Creole women spread this paste on their smooth skins, which the oil of cocoa softens and moistens, while the delightful changing odor is absorbed, till their forms are like living, dusky, but perfumed marbles. These recipes are given not so much for imitation, or to contribute to the lore of perfumers this side the water, as curiosities of national arts and feminine vanity. Where in our country would we find the ingredients of the celebrated Eau de Stahl, known to the Parisian chemists forty years ago? Its compound was as follows:
Alcohol, nine litres; rose-water, three litres; the root of Spanish pellitory, five ounces; gallingale root, three ounces; tormentil, three ounces; balsam of Peru, three ounces; cinnamon, five drachms; rue, one ounce; ratania, eight ounces. Powder the whole, and put in alcohol; shake well, and leave to macerate six days. Pour off, and let it stand twenty-four hours to clear, after which add essential oil of mint, one and a half drachms; powdered cochineal, four drachms. Leave to infuse anew three days; filter through filtering-paper, and decant. Use for a tooth-wash, for washing the face, or for baths.
Peruvian powder was a standard dentifrice of the same date. It is made of white sugar, half a drachm; cream of tartar, one drachm; magnesia, ditto; cinnamon, six grains; mace, two grains; sulphate of quinine, three grains; carmine, five grains. Powder and mix carefully, adding four drops of the oils of rose and mint.

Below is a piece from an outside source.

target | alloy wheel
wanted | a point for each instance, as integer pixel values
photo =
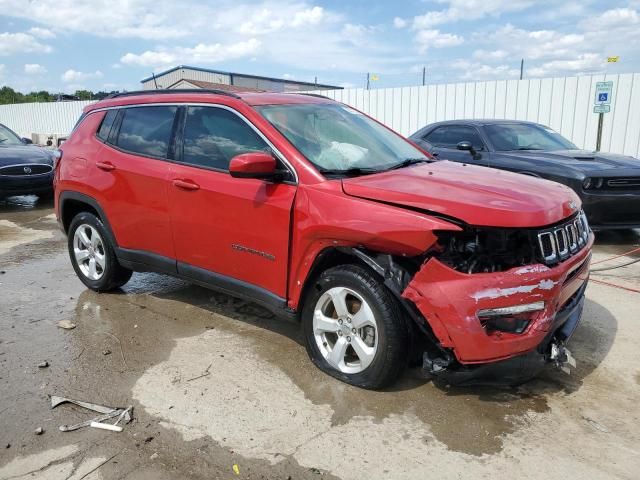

The following cosmetic, called the Serkis du Sérail, is said to be a favorite lotion used by the Sultanas, for whom it is imported from Achaia—though this sounds more like one of those pleasant fictions which perfumers delight to invent concerning their oils and pomades than any thing we are obliged to believe. This may be said in favor of the assertion—it is such a mixture of starch and oils as no one but an odalisque could endure to use. It is made of sweet-almond paste, ten livres; rye and potato starch, each six livres; oil of jasmine, eight ounces; the same of oil of orange flowers and of roses; black balsam of Peru, six ounces; essence of rose and of cinnamon, each sixty grains. Mix the powders and essences separately in earthen vessels, then add the powder to the liquid little by little, bruise well together, and strain through muslin.

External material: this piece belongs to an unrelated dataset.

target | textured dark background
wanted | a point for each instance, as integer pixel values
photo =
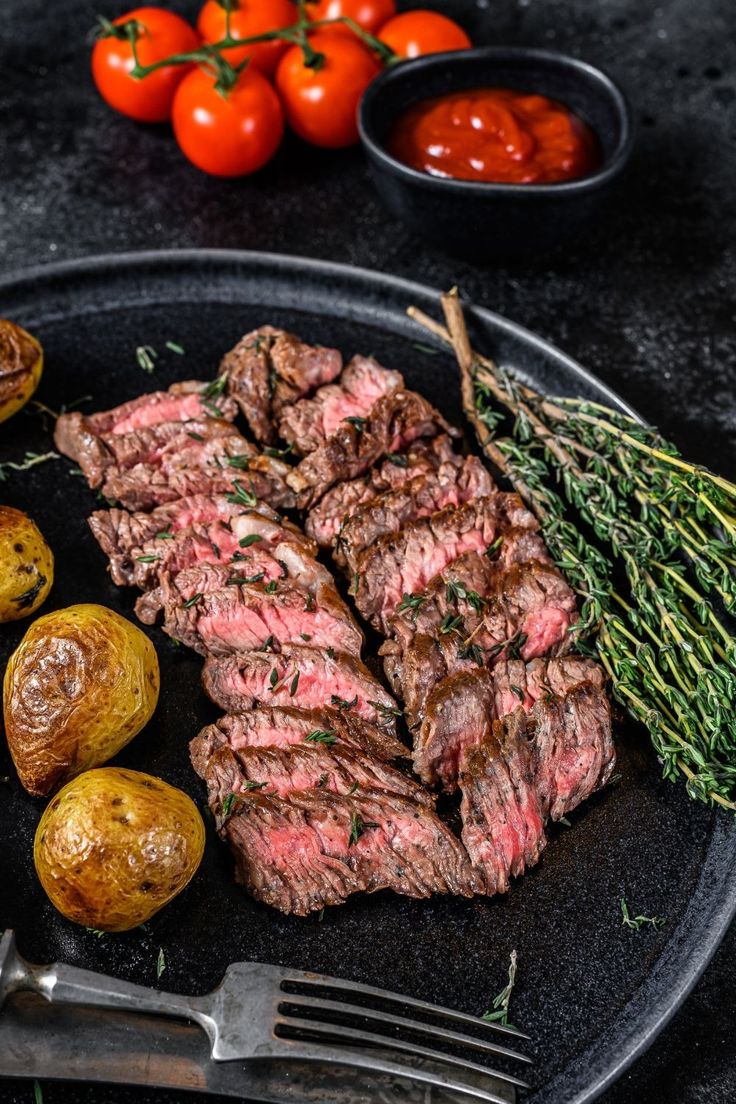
(646, 298)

An elegant preparation for whitening the face and neck is made of terebinth of Mecca, three grains; oil of sweet almonds, four ounces; spermaceti, two drachms; flour of zinc, one drachm; white wax, two drachms; rose-water, six drachms. Mix in a water-bath, and melt together. The harmless mineral white is fixed in the pomade, or what we would call cold cream, and is applied with the greatest ease and effect. It must be to some preparation of this subtle sort that the lustrous whiteness of certain much-admired fashionable complexions is due. It is a cheap enamel, without the supposed necessity of baking, which, by the way, is such a blunder that I wonder people of sense persist in speaking of it as if it could be a fact.